Rebecca: There's Superba Food + Bread in Venice on Lincoln (↑), a bakery/restaurant/cafe. It's very adaptive, flexible, a multi-program kind of spot. The atmosphere changes throughout the day and it was really meant to be a community gathering place. For us it was the largest architectural project to date. It's 4,000-square-foot former autobody shop that was completely overhauled and structurally upgraded—new everything, basically. We preserved the beauty of the existing trusses and structure but we had to everything to bring it up to code so it could function as a bakery and a restaurant.

It's a big project, an exciting program, and an extension of a brand we have a lot of investment in [Design, Bitches also created stationery branding for Superba]. And it just opened last Friday.

Cathy: The biggest thing about that project is that it has a lot of the different things we do in it.

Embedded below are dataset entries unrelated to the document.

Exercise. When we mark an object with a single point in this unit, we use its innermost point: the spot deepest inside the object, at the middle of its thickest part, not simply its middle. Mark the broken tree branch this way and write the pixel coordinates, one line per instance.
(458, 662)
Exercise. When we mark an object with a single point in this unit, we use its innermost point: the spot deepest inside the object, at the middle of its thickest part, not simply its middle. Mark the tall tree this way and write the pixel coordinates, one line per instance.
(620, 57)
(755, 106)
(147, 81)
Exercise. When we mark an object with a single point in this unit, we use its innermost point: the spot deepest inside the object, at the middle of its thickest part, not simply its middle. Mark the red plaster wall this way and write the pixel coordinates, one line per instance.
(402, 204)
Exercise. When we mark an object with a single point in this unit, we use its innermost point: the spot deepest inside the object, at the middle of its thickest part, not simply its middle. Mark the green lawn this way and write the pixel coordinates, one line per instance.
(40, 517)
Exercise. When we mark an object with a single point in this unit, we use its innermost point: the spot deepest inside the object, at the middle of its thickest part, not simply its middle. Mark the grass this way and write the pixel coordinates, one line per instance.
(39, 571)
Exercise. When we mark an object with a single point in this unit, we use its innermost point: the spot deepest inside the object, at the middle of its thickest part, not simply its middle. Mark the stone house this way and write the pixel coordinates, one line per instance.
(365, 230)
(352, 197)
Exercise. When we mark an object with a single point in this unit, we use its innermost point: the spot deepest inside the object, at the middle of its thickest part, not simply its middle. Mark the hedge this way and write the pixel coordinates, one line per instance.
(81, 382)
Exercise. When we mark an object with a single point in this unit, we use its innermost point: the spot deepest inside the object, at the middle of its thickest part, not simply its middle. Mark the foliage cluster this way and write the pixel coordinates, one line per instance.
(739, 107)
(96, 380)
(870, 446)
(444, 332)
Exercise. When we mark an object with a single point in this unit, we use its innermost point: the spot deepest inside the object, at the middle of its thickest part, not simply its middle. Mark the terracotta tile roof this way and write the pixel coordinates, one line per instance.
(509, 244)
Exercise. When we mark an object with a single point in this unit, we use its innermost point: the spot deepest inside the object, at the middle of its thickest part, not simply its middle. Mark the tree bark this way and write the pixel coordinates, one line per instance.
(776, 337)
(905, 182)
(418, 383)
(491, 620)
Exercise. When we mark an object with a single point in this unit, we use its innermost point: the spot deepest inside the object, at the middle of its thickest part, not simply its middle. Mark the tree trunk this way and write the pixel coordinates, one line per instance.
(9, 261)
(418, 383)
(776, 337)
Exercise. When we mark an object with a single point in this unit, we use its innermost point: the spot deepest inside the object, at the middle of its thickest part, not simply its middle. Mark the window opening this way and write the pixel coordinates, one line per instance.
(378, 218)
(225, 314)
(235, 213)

We opened up the building and, architecturally, created a space that was lighter—working within an existing building re-cladding and reusing lots of things. But there's also the interior design elements, the graphics, and the branding for menus and things.

Rebecca: We designed the logo. We did the illustrations that are used throughout the space.

Cathy: It was really fun to take all those little things that we do and have a place where could all come and live.

Rebecca: It's the same for the other restaurant we did, the Oinkster, a fast-casual burger place. The building was decrepit and had to be massively overhauled. We were able to really dramatically transformed the way it looked.

Cathy: Both projects are in areas that, before these places moved in, have been pretty much just a lot of autobody shops and carwashes. Slowly retailers and other types of establishments are starting to populate it and it's been cool to see what's starting to happen in those neighborhoods. Oinkster has a cult following, so people will migrate over there. That's kind of exciting to us: placing little interesting things in the city and seeing how things might shift because of their existence.

What's the coolest thing you're working on now?

Rebecca: We have a couple other things, a house in Atwater Village (↑). It's interesting because it's modest scale but we were able to play with the volumes and play with the site layout. We're also doing the landscape for that one.

In the Arts District downtown we're about to start construction on what we're calling a vegan lifestyle center (↓)—a yoga studio, wellness center, vegan/raw restaurant, wine bar, and juice bar. That one's 13,000 square feet so that's a big jump in scale. We had to be very creative with all of the systems and all of the design elements because the budget is not very high. It's probably more minimal than some of our other designs. We're building a lot of planters inside the place and working with the living things, which is an interesting change. It's a new challenge for us.

Do you have any dream clients?

Rebecca: You know the name started out as a fun thing and we realized that it helps us attract a certain kind of client that are interested in creativity, really interested in design, want to do something different and are willing to take a chance. I don't know if we'd want something else necessarily. We should have an answer to this but we don't.

Cathy: That's the thing, I'm always sort of delighted by the surprises that land at our feet. It's not that we don't actively pursue other work, but I think that we love the state where we're in. Even though we go after certain types of things, there's always a little twist—and when that unexpected thing comes our way, and it's always interesting.